Image of person designing logos

Note: This is a post from 2019moved in the website redesign of August 2021.

When I was in the midst of uni, I worked a hospitality job. It was a good job by casual standards, but it was mentally gruelling and left me feeling exhausted. I earned $23 per hour and more on weekends, which is good by hospo standards.

When I started Origami, my rate was $25 per hour. Higher than when I was paid at my old job – so it felt luxurious. And for work I enjoyed so much more, that I was doing on my own time? It felt almost like cheating! Surely I couldn’t get clients on such a rate. It felt too good to be true.

Turns out I was wrong. It wasn’t too good to be true – in fact, I wasn’t charging enough. Why? Because when people pay me for a job, they are paying me for five years of study and my experience and expertise. They are paying me for my Adobe Suite subscription, my lifetime of learning how to draw and paint, and my time sitting down and working on something purely dedicated to helping them thrive. Despite my rates now being $10 per hour higher, I have been told by two separate clients in the past month that I should consider raising my prices.

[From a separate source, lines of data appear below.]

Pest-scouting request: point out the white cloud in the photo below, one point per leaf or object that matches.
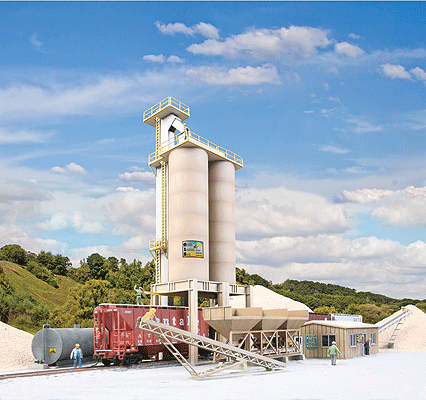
(206, 30)
(395, 71)
(334, 149)
(21, 200)
(70, 169)
(364, 195)
(419, 74)
(57, 95)
(75, 220)
(237, 76)
(127, 189)
(405, 209)
(296, 42)
(155, 58)
(136, 168)
(360, 125)
(371, 264)
(174, 59)
(348, 49)
(21, 136)
(278, 211)
(138, 176)
(132, 212)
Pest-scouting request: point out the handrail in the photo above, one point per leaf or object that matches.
(405, 313)
(168, 101)
(187, 136)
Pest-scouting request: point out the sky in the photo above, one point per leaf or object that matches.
(325, 102)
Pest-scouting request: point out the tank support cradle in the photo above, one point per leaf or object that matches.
(235, 355)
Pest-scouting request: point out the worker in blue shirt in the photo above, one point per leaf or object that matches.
(76, 355)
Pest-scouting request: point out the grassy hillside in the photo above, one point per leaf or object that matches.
(25, 282)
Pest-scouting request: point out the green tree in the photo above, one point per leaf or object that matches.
(13, 253)
(97, 266)
(42, 273)
(5, 286)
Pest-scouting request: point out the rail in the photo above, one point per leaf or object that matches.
(188, 136)
(167, 334)
(168, 101)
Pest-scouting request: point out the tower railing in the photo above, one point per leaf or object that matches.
(188, 136)
(168, 101)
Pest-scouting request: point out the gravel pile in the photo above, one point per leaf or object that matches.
(411, 336)
(15, 348)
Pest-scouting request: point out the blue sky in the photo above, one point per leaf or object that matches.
(325, 102)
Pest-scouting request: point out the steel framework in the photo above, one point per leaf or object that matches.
(271, 343)
(235, 355)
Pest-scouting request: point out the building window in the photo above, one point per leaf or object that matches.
(326, 340)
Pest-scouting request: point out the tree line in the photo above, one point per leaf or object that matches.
(101, 279)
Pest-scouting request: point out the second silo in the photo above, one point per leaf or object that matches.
(188, 214)
(222, 221)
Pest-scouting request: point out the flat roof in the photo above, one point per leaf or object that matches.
(341, 324)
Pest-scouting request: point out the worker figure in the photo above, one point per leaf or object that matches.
(367, 347)
(186, 130)
(333, 351)
(138, 295)
(77, 355)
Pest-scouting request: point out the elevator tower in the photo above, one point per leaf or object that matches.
(195, 200)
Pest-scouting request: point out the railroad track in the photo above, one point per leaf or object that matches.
(67, 370)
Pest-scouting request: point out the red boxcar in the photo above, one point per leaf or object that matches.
(118, 341)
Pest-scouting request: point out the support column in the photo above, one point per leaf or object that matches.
(193, 318)
(249, 296)
(223, 294)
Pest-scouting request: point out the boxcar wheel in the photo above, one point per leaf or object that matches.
(125, 360)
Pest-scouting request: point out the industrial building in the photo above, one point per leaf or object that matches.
(349, 336)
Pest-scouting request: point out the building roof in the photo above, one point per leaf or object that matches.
(268, 300)
(341, 324)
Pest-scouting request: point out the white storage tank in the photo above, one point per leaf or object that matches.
(188, 235)
(222, 221)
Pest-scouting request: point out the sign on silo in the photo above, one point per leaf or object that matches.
(192, 248)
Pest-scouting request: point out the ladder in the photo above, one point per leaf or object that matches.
(235, 355)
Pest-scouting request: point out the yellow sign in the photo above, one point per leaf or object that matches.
(192, 248)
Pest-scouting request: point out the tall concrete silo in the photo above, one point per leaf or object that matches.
(195, 187)
(222, 221)
(188, 214)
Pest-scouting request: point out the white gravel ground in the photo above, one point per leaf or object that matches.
(15, 349)
(388, 375)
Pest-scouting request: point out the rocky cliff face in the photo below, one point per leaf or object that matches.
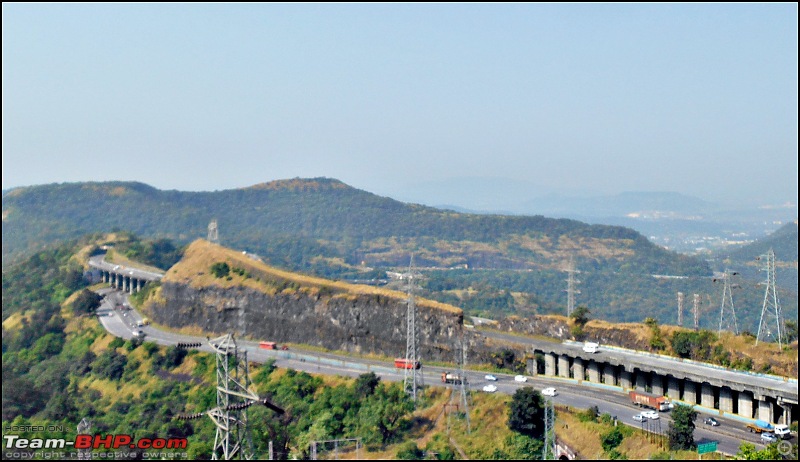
(364, 323)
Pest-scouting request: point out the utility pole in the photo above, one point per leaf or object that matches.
(727, 317)
(771, 313)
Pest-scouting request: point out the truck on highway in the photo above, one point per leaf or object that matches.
(760, 426)
(449, 377)
(271, 346)
(641, 399)
(402, 363)
(591, 347)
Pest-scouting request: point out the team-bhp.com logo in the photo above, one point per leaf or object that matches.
(94, 442)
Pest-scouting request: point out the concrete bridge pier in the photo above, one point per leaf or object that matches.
(549, 364)
(593, 370)
(673, 387)
(745, 405)
(657, 384)
(578, 369)
(625, 379)
(707, 395)
(765, 409)
(689, 392)
(725, 399)
(609, 375)
(641, 380)
(563, 366)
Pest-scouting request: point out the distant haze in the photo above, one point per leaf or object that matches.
(411, 101)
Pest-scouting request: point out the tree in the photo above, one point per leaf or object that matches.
(612, 439)
(681, 429)
(526, 412)
(366, 383)
(747, 451)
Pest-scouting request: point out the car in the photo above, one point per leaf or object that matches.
(711, 421)
(768, 437)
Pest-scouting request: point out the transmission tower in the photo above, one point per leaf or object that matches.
(232, 440)
(571, 283)
(213, 232)
(84, 428)
(412, 380)
(548, 449)
(463, 384)
(727, 312)
(771, 314)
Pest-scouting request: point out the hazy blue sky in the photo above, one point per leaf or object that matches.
(600, 98)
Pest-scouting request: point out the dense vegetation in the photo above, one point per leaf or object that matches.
(487, 264)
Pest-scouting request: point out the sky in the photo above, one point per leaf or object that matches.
(405, 99)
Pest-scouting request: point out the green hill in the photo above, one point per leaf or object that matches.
(486, 264)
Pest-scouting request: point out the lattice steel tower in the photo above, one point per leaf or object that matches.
(548, 449)
(232, 440)
(727, 312)
(571, 283)
(771, 324)
(412, 379)
(213, 232)
(463, 386)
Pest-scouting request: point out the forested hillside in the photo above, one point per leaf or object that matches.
(487, 264)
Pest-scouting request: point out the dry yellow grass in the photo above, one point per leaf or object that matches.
(194, 270)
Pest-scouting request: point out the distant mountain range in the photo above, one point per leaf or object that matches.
(487, 264)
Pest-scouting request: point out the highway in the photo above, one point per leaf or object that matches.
(123, 322)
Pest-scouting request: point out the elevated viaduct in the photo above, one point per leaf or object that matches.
(124, 278)
(733, 393)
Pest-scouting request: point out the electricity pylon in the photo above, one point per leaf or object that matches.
(771, 315)
(571, 283)
(727, 317)
(232, 440)
(412, 380)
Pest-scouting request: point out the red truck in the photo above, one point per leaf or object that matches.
(271, 346)
(449, 377)
(401, 363)
(659, 403)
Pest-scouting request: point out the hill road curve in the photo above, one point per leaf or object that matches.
(120, 320)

So what happens when people start paying for $5 logos on Fiverr and Airtasker? There are problems. Let me list them for you.

1. It’s not ethical

Theoretically, it is fine to charge whatever you like for a service you want to provide. The problem is when twenty people are desperately looking for work (to, you know, put food on the table and pay their rent) and they find they have to constantly lower their prices further and further or they won’t get a single bite. When I’ve been on these apps, I’ve seen clients demanding services for at least two-thirds less than what they should be paying – and it’s just not okay for the person trying to make a liveable wage for their work.

2. The work is not good-quality

This is a direct follow-on from Point 1. If someone only gets paid $5-$50 to design a logo, the logo will not be good quality. This is because they cannot allocate more than about 2 hours of their time to the design without falling below the legal minimum wage. The alternative, and something you will probably find to be more common, is that the logo is great quality – but 100 other people also have the same one because it’s just a template the designer edits briefly to save time.

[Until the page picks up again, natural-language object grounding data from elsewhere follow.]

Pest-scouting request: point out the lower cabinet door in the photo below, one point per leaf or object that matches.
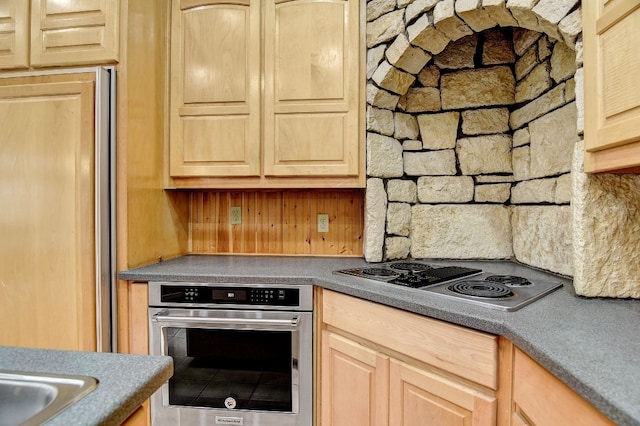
(354, 383)
(418, 397)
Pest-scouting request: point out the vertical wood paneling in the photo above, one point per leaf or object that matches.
(277, 222)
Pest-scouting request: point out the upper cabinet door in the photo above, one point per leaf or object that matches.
(215, 88)
(14, 34)
(311, 88)
(611, 68)
(74, 32)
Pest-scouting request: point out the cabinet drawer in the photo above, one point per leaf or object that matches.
(463, 352)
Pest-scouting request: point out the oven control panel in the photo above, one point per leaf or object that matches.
(264, 296)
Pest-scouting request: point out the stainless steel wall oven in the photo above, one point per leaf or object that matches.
(243, 353)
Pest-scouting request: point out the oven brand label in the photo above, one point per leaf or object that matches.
(225, 420)
(230, 403)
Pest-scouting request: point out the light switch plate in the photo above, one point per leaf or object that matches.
(235, 213)
(323, 222)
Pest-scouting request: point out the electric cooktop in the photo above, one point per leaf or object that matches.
(496, 291)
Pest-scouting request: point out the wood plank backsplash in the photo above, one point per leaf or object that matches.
(277, 222)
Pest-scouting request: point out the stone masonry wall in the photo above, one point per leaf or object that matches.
(473, 146)
(471, 121)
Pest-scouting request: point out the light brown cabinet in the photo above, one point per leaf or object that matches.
(539, 398)
(48, 290)
(611, 67)
(41, 33)
(382, 366)
(266, 94)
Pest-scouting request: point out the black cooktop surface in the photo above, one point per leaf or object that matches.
(411, 274)
(497, 291)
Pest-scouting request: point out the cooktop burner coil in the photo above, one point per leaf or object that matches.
(379, 272)
(509, 280)
(410, 266)
(479, 288)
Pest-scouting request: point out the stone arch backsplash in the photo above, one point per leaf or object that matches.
(471, 129)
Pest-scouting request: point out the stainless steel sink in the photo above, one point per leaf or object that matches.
(32, 398)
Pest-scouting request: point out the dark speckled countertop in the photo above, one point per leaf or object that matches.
(592, 345)
(124, 381)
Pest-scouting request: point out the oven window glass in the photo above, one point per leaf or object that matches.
(245, 368)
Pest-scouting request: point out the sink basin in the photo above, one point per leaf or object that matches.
(32, 398)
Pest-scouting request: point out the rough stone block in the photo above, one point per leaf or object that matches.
(445, 20)
(377, 8)
(461, 231)
(375, 220)
(538, 107)
(492, 193)
(563, 189)
(472, 13)
(606, 225)
(552, 142)
(401, 190)
(459, 54)
(535, 191)
(498, 11)
(421, 99)
(571, 27)
(406, 126)
(534, 84)
(374, 57)
(431, 163)
(521, 160)
(439, 131)
(542, 237)
(411, 145)
(399, 219)
(497, 48)
(397, 248)
(384, 156)
(563, 62)
(381, 98)
(417, 8)
(478, 87)
(485, 154)
(523, 39)
(380, 121)
(429, 76)
(385, 28)
(424, 34)
(579, 92)
(485, 121)
(521, 137)
(554, 10)
(406, 57)
(526, 63)
(445, 189)
(391, 78)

3. Your business is poorly represented

If someone’s used a template for your logo, it is not unique and it is not tailored to your needs. You also cannot trademark it because the identical design features are legally being used by other people. Your business is instantly less visually-memorable and it is much harder to take steps to protect your image when you are tied to 100 others. You will also find you won’t have exclusive rights to the design because the designer still needs to use it for other clients.

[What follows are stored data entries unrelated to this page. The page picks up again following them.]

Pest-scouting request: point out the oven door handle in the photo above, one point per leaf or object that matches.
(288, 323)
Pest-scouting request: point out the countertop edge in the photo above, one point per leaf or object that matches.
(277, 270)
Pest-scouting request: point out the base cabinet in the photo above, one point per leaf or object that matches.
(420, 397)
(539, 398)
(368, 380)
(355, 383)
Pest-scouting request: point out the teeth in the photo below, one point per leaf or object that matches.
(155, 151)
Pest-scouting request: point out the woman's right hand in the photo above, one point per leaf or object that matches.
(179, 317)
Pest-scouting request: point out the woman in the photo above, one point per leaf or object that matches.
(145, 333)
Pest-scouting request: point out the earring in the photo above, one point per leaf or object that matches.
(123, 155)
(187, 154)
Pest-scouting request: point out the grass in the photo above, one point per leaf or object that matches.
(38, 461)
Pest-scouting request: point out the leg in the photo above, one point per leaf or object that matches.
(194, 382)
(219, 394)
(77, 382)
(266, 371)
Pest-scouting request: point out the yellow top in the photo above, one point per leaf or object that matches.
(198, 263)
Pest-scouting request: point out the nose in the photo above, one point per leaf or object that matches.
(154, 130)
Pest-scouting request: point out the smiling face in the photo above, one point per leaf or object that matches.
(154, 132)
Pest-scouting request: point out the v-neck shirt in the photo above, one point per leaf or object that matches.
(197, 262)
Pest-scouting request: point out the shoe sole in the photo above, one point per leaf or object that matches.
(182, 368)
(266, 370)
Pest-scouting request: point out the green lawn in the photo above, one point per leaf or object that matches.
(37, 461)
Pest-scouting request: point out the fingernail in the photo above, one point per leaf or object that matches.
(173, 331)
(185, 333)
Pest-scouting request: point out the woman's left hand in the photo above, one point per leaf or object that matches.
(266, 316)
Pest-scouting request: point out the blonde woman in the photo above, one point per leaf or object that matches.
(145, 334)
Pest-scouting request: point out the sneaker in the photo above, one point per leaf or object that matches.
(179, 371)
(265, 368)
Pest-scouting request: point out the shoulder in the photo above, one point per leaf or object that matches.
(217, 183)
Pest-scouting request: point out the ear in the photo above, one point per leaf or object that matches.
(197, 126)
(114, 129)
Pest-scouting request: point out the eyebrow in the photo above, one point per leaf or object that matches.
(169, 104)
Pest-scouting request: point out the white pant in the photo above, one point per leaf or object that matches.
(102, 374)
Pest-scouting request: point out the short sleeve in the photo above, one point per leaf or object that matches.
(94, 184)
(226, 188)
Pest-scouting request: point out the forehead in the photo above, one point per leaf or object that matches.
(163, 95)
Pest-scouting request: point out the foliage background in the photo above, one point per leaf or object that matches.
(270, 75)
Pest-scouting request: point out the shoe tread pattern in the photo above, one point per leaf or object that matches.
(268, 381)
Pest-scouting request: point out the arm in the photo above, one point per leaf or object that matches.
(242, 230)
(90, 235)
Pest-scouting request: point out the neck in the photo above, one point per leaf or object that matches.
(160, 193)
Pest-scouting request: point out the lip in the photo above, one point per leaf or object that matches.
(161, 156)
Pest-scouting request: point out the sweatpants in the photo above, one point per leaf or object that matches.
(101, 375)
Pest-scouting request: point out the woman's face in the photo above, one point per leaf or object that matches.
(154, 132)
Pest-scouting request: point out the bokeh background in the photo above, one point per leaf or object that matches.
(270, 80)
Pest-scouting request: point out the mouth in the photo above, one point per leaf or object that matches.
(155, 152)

At the end of the day, you need to invest to access true quality. That’s not to say you can’t be ripped off – the other end of the spectrum is that somebody jacks up the prices unfairly for something that really isn’t that good. It’s about a balance between ethical pricing and high quality, and this is why I choose to be transparent about all my pricing. You can download complete pricing guides from this website and the breakdown of expenses is listed within – no need to contact me to request a quote unless the project is custom.

With this in mind, go forth and make positive decisions for your business and others. Discuss solutions fully and carefully and respect your designer’s need to make a living and succeed. A happy worker is a productive one, and you never know – you might just pick up some clients from your pool of shared connections.